Santa Ana developer Mike Harrah is closing in on a deal to buy the headquarters of the Orange County Register, according to sources.
The largest commercial property owner in downtown Santa Ana has made an offer believed to be worth $27 million to buy the paper’s headquarters at 625 N. Grand Ave., multiple sources familiar with the deal have told the Business Journal.
Recent court filings say an all-cash, $27 million deal has been reached with an unnamed buyer.
The deal would include the five-story office that holds the Register’s 173,000-square-foot headquarters, along with three smaller nearby properties, for a total of about 4 acres.
The purported price would work out to about $150 per square foot for the entire property, which is just off the Santa Ana (I-5) Freeway near the Costa Mesa (55) Freeway.
A time frame for the deal hasn’t been disclosed, and sources familiar with it said there are some potential stumbling blocks on the sale.
Several sources also said there’s been at least one other serious bidder—also a local real estate investor. It’s believed the competing bid was in the $24 million range, well below the offer by Harrah, who declined comment.
Freedom Communications Inc., the owners of the Register, put the office building on the market late last year.
The company has said in marketing documents that it could vacate all or part of the office following a sale, depending on the buyer’s wishes.
Harrah’s potential purchase would appear to suggest a lease-back by the newspaper of at least part of the property is likely in the event the sale goes through.
Big Mike’s Back?
It would be the largest acquisition reported in years for Harrah, who came to Santa Ana’s real estate market about 20 years ago. His Caribou Industries has since bought and renovated more than 4 million square feet spread over about 80 buildings near the civic center and downtown.
His work helped spur a revival that’s attracted art galleries, shops and restaurants to the downtown district. Last month, Mayor Miguel Pulido and the city council presented Harrah with an inaugural Santa Ana Outstanding Citizen and Pioneer Award.
He is still working to kick off construction of his One Broadway Plaza office tower in downtown.
The 37-story project, in the works for nearly a decade, would be Orange County’s tallest building. Harrah has said construction could begin this year on the more than 500,000-square-foot project, for which an anchor tenant hasn’t been announced.
Raising Cash
A sale would provide a much-needed source of cash to Freedom Communications, which was acquired in 2012 by Chief Executive Aaron Kushner’s 2100 Trust LLC.

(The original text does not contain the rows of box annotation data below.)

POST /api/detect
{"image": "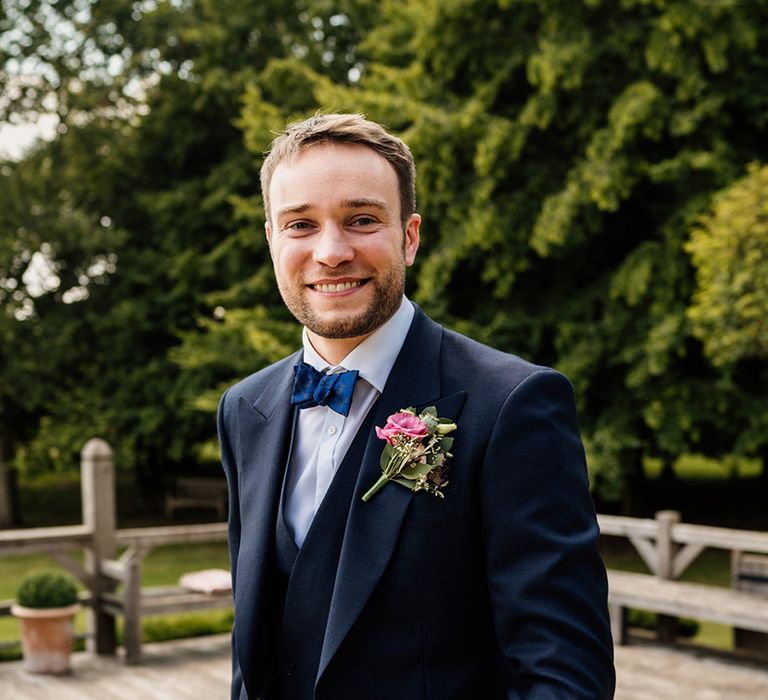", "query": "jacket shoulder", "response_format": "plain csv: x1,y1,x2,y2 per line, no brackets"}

443,328,567,395
221,350,302,406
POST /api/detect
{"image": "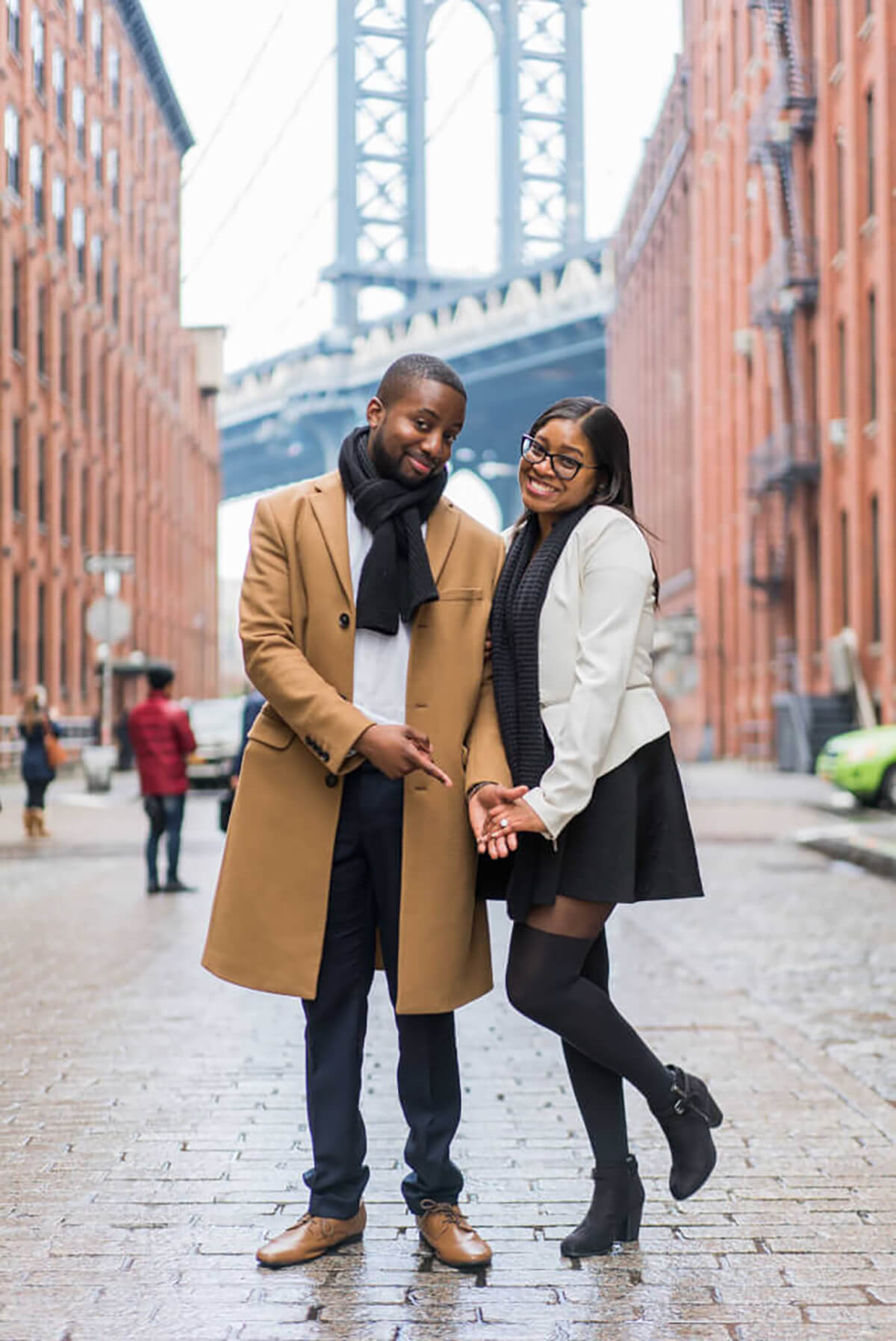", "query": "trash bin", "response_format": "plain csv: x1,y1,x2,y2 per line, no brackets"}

81,746,118,791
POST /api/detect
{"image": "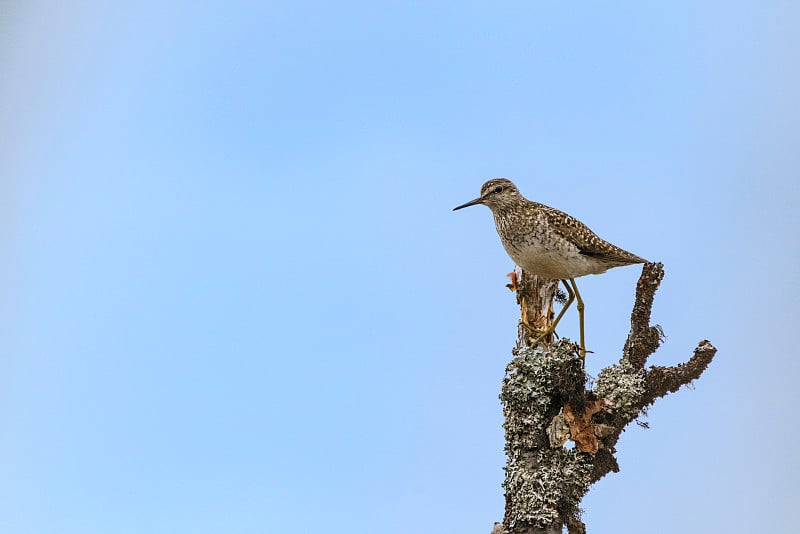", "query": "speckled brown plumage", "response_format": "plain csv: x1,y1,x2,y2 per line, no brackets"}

455,178,647,280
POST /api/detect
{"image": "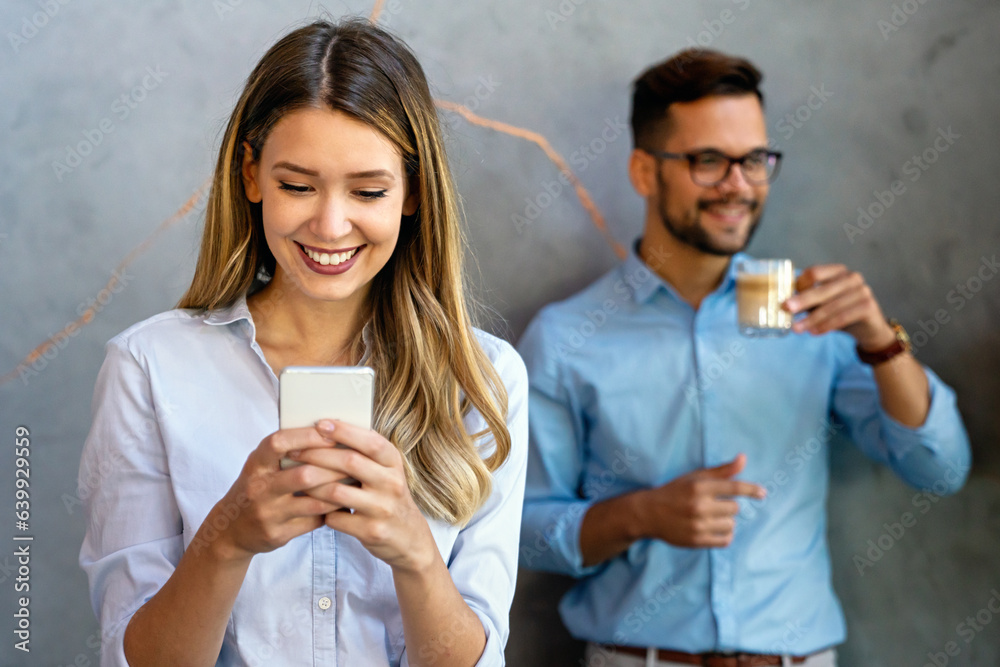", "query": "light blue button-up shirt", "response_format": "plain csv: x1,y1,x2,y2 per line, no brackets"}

519,252,970,655
79,299,528,667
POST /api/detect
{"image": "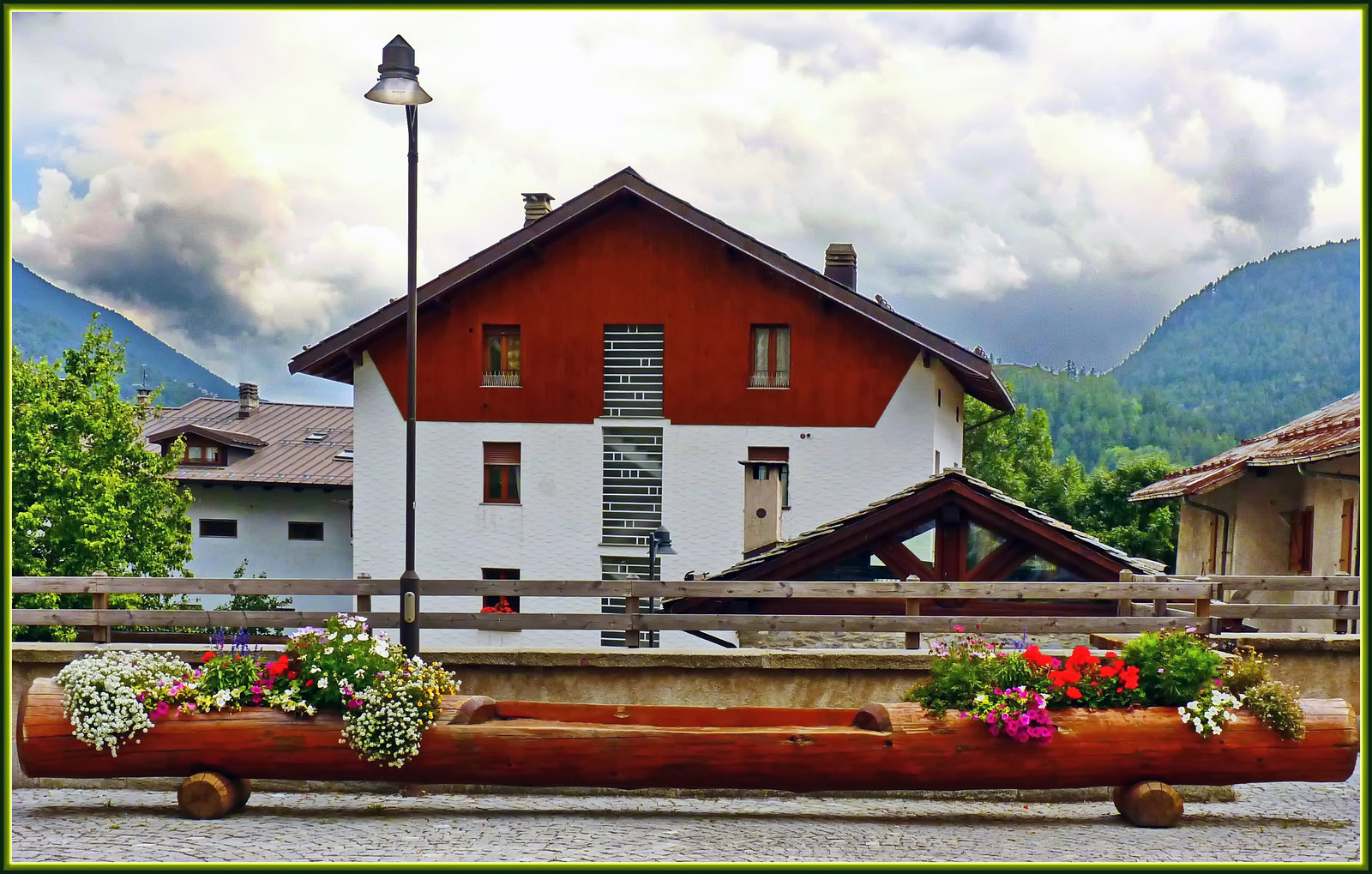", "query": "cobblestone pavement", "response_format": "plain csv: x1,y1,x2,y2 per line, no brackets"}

11,773,1361,865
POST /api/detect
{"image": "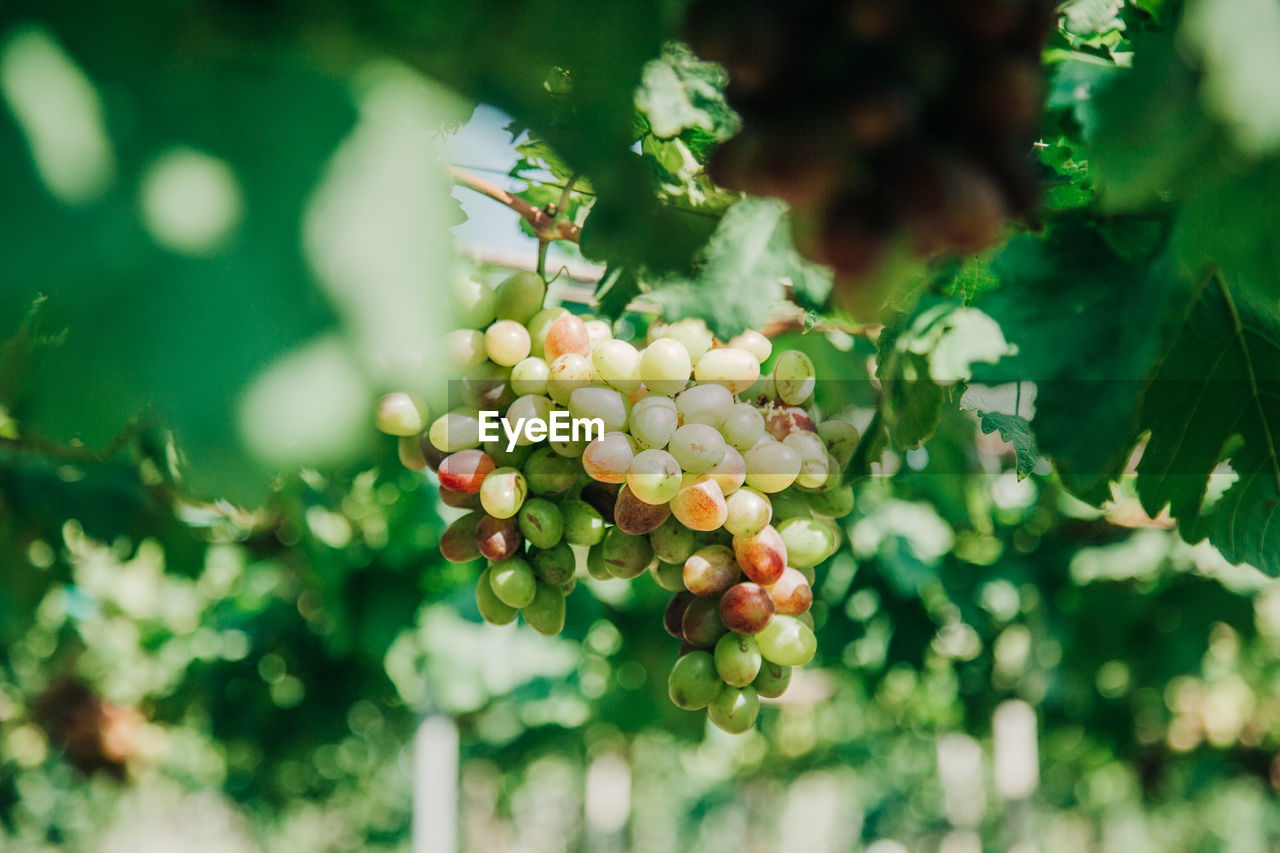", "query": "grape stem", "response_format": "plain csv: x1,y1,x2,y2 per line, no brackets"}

449,165,582,243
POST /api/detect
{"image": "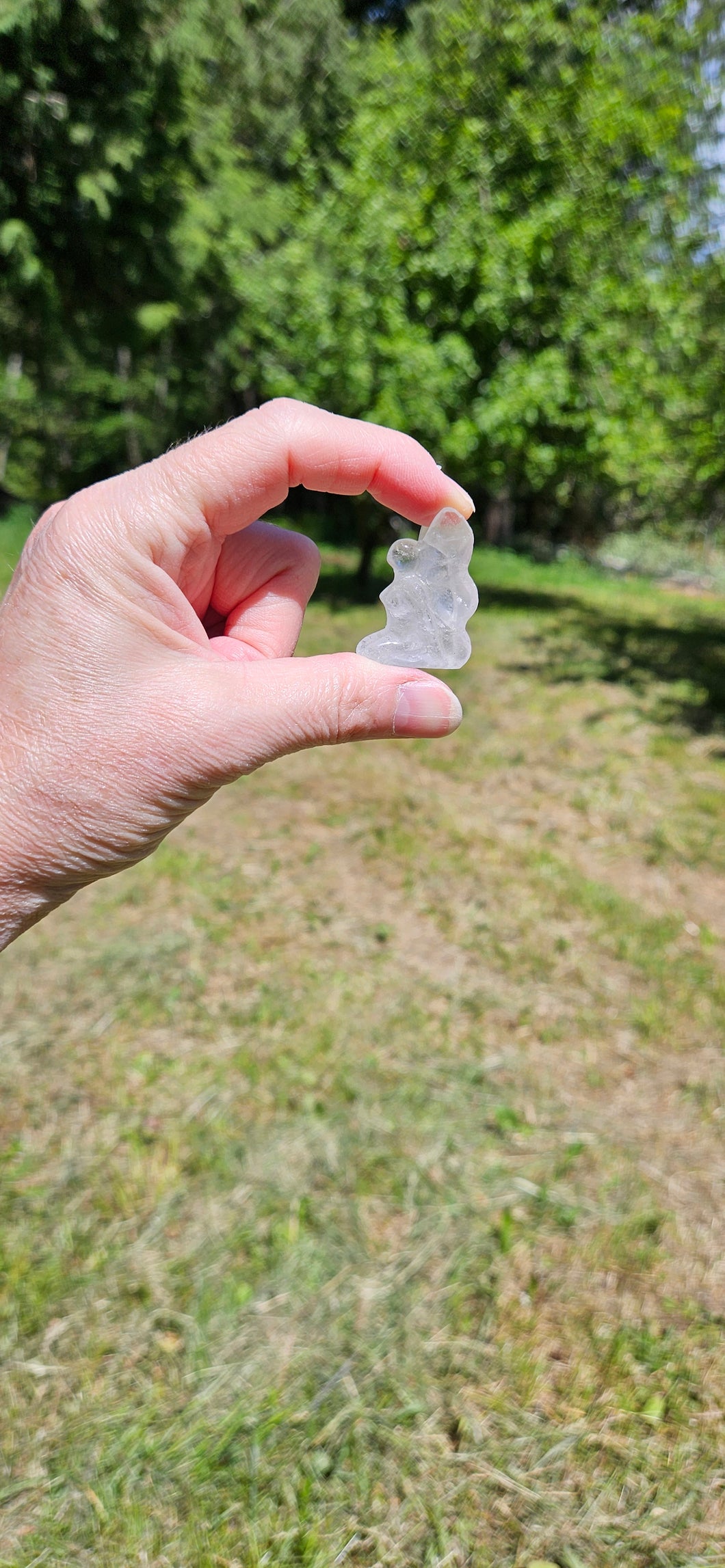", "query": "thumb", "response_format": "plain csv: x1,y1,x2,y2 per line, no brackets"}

172,654,463,785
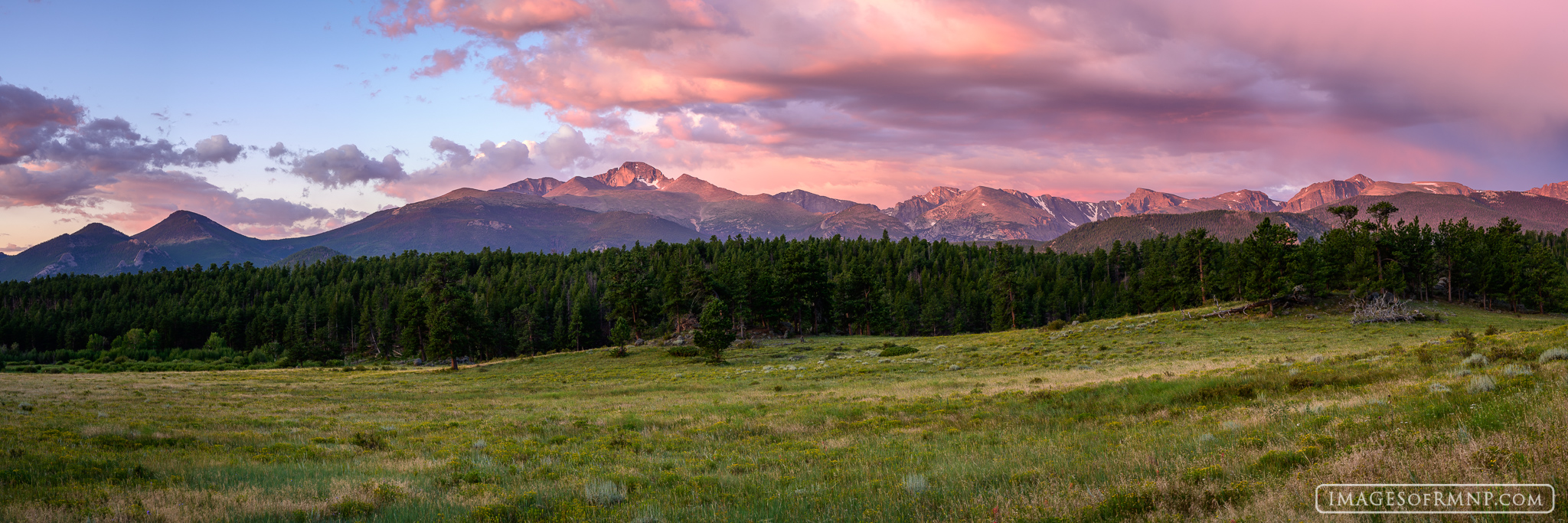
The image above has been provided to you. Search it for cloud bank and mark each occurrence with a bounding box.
[371,0,1568,199]
[0,83,349,236]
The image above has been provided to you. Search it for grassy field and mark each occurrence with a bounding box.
[0,299,1568,521]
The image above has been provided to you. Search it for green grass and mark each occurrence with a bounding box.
[0,299,1568,521]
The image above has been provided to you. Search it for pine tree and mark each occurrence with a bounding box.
[691,299,736,363]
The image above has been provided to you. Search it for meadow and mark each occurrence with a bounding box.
[0,303,1568,523]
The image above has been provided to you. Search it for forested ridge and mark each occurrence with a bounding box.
[0,204,1568,371]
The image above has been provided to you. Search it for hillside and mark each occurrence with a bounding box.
[1306,190,1568,233]
[273,245,344,267]
[277,188,697,256]
[1047,211,1328,253]
[133,211,277,266]
[0,303,1568,523]
[9,162,1568,281]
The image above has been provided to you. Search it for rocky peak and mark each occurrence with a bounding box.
[594,162,669,188]
[1526,182,1568,199]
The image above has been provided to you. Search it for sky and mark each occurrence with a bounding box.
[0,0,1568,253]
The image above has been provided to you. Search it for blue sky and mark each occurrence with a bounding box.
[0,0,560,253]
[0,0,1568,253]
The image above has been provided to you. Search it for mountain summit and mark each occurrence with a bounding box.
[0,162,1568,281]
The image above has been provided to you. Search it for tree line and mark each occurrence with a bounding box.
[0,203,1568,369]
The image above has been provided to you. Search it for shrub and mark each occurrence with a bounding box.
[1181,465,1224,484]
[1082,492,1154,521]
[326,499,377,518]
[365,484,407,504]
[1253,451,1309,474]
[1449,329,1475,351]
[583,481,626,507]
[903,474,932,495]
[1465,375,1498,394]
[1491,347,1524,361]
[1535,348,1568,363]
[1416,347,1436,363]
[1502,364,1535,377]
[353,430,390,451]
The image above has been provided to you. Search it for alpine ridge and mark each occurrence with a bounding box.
[0,162,1568,281]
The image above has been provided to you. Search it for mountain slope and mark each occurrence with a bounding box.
[0,223,175,281]
[1047,211,1328,253]
[1526,182,1568,199]
[1306,190,1568,233]
[1281,175,1475,212]
[497,178,563,196]
[133,211,277,266]
[773,188,877,212]
[273,245,344,267]
[276,188,696,256]
[811,204,914,239]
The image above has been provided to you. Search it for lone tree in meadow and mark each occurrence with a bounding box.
[693,300,736,363]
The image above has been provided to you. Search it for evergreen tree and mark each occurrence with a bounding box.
[691,299,736,363]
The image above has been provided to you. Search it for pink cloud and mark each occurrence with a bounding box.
[410,47,469,79]
[377,0,1568,203]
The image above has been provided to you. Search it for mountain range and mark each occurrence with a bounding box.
[0,162,1568,281]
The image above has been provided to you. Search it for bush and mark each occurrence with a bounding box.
[583,481,626,507]
[353,430,390,451]
[1181,465,1224,484]
[1491,347,1524,361]
[1535,348,1568,363]
[1465,375,1498,394]
[1253,451,1309,474]
[326,499,377,518]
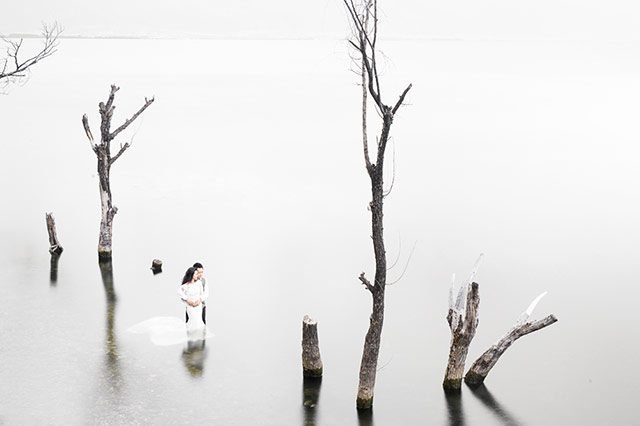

The company’s new ownership has since been looking to lighten its debt while embarking on an ambitious growth plan across several Southern California media markets.
Expansion
Freedom has added several publications to the Register, among them the Press-Enterprise in Riverside County, which it acquired last year for $27.2 million, and the recently launched Los Angeles Register.
The expansion hasn’t offset a rugged stretch at the Register, which has been shedding jobs in the past few months through buyouts and layoffs. Freedom also reduced the frequency of some of its other newspapers, including the Long Beach Register, which it launched about a year ago.
Kushner, who is also publisher of the Register, told employees in a memo late last year that real estate divestitures were part of the company’s plan to improve its bottom line by paying down the pension obligations that came with the newspaper’s acquisition. It’s believed the pension expenses accounted for well more than half the deal’s estimated value of close to $200 million when 2100 Trust acquired Freedom.
“We have already made excellent progress in both reducing our debt and significantly increasing the funding levels of our pension plan,” the memo said. “Exiting the real estate business to focus on the newspaper business will continue that progress.”
Freedom has also sought to sell the bulk of the excess land it owns around its approximately 15-acre headquarters.
William Lyon Homes
Newport Beach-based homebuilder William Lyon Homes entered into an agreement with Freedom this year to buy the excess land. Real estate sources pegged that deal’s value at nearly $40 million in May. The purchase and sales agreement for it runs through the end of 2015.
The status of the sale is unknown, and sources have said William Lyon Homes might no longer be interested in proceeding. Entitlement challenges have been cited as potential issues that could scuttle the deal.
Court filings related to a lawsuit two former Register executives brought against Kushner and Freedom suggest a bulk of the money raised from a sale of the paper’s headquarters is already spoken for.
Freedom and its entities owe about $24.7 million in senior loans, and the former executives are owed $4 million in severance payments under terms of a recent judgment in their favor, according to court documents.